Martin Walser
Martin Walser ist vor ein paar Tagen mit 96 Jahren gestorben. Man erinnert sich nun an einen letzten bedeutenden Schriftsteller des vergangenen Jahrhunderts, schreibt Nachrufe und Würdigungen.
Ich las: „Ein fliehendes Pferd“, „Ein liebender Mann“ und wusste, dass er eine Rede in der Paulskirche zu Frankfurt gehalten hat, in der er die „Instrumentalisierung“ des Holocausts durch unsere Medien scharf angriff und sie als „Dauerpräsentation unserer Schande“ bezeichnet hat. Dem kann man zustimmen oder auch nicht, doch hat er damit die gelegenheitsbezogene Erinnerungssucht (nicht -kultur) unserer Medien, die sich auch auflagenwirksam ausdrücken muss, gut charakterisiert.
Er zeugte mit der Ehefrau von Rudolf Augstein einen Sohn, Jakob Augstein, und er ist der Schwiegervater seiner ältesten Tochter und deren Ehemann Edgar Selge, einem sehr guten Schauspieler aus Film und Fernsehen.
Was bleibt von ihm? Ich schätze ihn als brillanten Autor mit ausgesprochener Sprachbegabung (als Schwabe hat man das?) und packenden Novellen und Erzählungen. Man kann ihn in die Nähe Thomas Manns rücken, obwohl weder Martin Walser noch Thomas Mann das verdient haben mögen. Immerhin beschreibt er die letzte Liebe Goethes zu Marianne von Willemer in Frankfurt. Er trifft sie 66jährig dort und beginnt zu lieben, was man nach der Erfahrung mit Christiane Vulpius und deren Leben durchaus verstehen kann. Der West-Östliche Diwan entsteht aus dieser Beziehung.
Doch leider bleibt diese Liebe unerwidert. Wie natürlich.
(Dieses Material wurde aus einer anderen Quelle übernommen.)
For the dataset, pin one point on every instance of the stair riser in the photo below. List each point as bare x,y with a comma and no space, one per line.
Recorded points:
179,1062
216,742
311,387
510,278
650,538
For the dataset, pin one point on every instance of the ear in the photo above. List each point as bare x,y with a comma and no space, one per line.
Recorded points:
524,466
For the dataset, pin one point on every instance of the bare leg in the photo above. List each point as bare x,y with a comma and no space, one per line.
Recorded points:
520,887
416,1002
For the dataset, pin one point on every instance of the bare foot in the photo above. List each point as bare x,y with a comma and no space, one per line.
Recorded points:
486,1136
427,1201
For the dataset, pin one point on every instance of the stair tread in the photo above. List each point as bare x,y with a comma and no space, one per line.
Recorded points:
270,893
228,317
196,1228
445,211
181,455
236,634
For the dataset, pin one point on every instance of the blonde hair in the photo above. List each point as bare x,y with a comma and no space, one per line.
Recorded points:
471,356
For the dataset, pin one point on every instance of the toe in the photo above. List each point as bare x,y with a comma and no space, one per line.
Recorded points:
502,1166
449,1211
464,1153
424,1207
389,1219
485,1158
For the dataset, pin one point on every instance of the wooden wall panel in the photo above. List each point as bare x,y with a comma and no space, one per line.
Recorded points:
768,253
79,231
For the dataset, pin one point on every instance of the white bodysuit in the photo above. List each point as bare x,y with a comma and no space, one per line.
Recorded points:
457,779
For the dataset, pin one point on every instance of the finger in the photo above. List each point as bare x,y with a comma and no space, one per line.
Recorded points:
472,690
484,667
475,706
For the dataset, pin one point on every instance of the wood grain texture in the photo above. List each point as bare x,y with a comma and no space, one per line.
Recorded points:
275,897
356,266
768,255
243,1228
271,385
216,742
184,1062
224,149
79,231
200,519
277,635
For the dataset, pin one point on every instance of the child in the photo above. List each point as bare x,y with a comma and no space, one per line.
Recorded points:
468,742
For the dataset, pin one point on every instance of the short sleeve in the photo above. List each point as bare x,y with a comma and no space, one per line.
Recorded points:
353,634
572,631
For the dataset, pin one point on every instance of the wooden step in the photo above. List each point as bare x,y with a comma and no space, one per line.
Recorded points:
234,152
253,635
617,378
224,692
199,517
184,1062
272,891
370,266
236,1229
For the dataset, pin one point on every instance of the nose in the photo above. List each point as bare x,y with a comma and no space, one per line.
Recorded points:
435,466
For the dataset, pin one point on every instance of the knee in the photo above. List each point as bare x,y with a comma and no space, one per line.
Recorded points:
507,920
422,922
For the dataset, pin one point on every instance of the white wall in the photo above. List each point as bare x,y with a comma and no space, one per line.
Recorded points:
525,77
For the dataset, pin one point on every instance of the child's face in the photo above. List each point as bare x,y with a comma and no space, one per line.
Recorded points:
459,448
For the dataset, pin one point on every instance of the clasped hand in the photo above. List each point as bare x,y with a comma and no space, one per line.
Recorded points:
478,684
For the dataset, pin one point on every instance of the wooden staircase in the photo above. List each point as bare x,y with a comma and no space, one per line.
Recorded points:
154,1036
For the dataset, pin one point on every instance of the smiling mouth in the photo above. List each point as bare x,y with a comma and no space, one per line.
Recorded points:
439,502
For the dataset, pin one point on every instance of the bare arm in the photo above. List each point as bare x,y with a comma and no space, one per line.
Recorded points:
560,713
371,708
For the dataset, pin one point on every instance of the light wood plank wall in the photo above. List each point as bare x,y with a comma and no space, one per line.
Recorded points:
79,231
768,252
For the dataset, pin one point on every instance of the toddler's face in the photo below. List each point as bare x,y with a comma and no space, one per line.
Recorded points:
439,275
Walser wurde 96 Jahre alt. Sein „Denkmal“ in Überlingen (von Lenk) zeugt eine dickliche Person, die über den Bodensee reitet und am Ziel zusammenbricht. Zurück bleiben unansehnliche Frauen – nur, Walser hat die Skulptur nicht gemocht, war aber mit Lenk weiter befreundet. Auch das ein Beweis seiner Unvoreingenommenheit. Übrigens war er in jungen Jahren – wie so viele – Mitglied der NSDAP.
Ich hatte das Vergnügen, vor etwa dreißig Jahren Martin Walser bei einer Lesung in Berlin zu hören. Er las aus seinen Tagebüchern. Besonders beeindruckt haben mich “Das fliehende Pferd” (auch die Verfilmung) sowie “Ein liebender Mann”. Sein hohes Alter geht in die Unsterblichkeit über.
Auch in unserer Zeitung stand 1 Seite Bericht über Martin Walser. u.a. Oft schieden sich die Geister an diesem Mann. Die einen Verehrten ihn. Von anderen wurde er gescholten. Nicht zuletzt, weil der “Großschriftsteller vom Bodensee”, wie er gerne genannt wurde, seinen eigenen Kopf hatte und immer klar Stellung bezog. Schon bei seiner Abiturfeier nahm der 1927 als Sohn eines Kohlenhändlers in Wasserburg geborene Walser seine Lehrer in einem 120-strophigen Langgedicht aufs Korn, so dass der Rektor danach das Kollegium noch einmal einberufen musste, weil er diesem Schüler den Abschluss gleich wieder aberkennen wollte, da er ja augenscheinlich noch nicht “reif” sei.
Liebe Anne, das ist eine schöne Ergänzung zu dem Beitrag. Danke dafür. Leider wird nicht berichtet, ob Walser tatsächlich das Abi aberkannt wurde… An seiner literarischen Leistung hätte es wohl nichts geändert.
Die wunderbare Darstellung im “Liebenden Mann”, der späten Liebe Goethes zu jener Ulrike von Levetzow, die im berichteten Nachsatz sogar auf Gegenseitigkeit beruhte, erschien mir als Hommage – an S. Excellenz (sic!) sowohl wie an das badeweltliche Umfeld in Karlsbad. Und an Ulrike, die S. Excellenz akzeptiert und ihn nachahmt, wo immer das geht. Auch das ist Liebe. Daran ändert auch nichts ein Herr de Ror nichts, französischer (!) Schmuckhändler und vielleicht ein wenig Betrüger?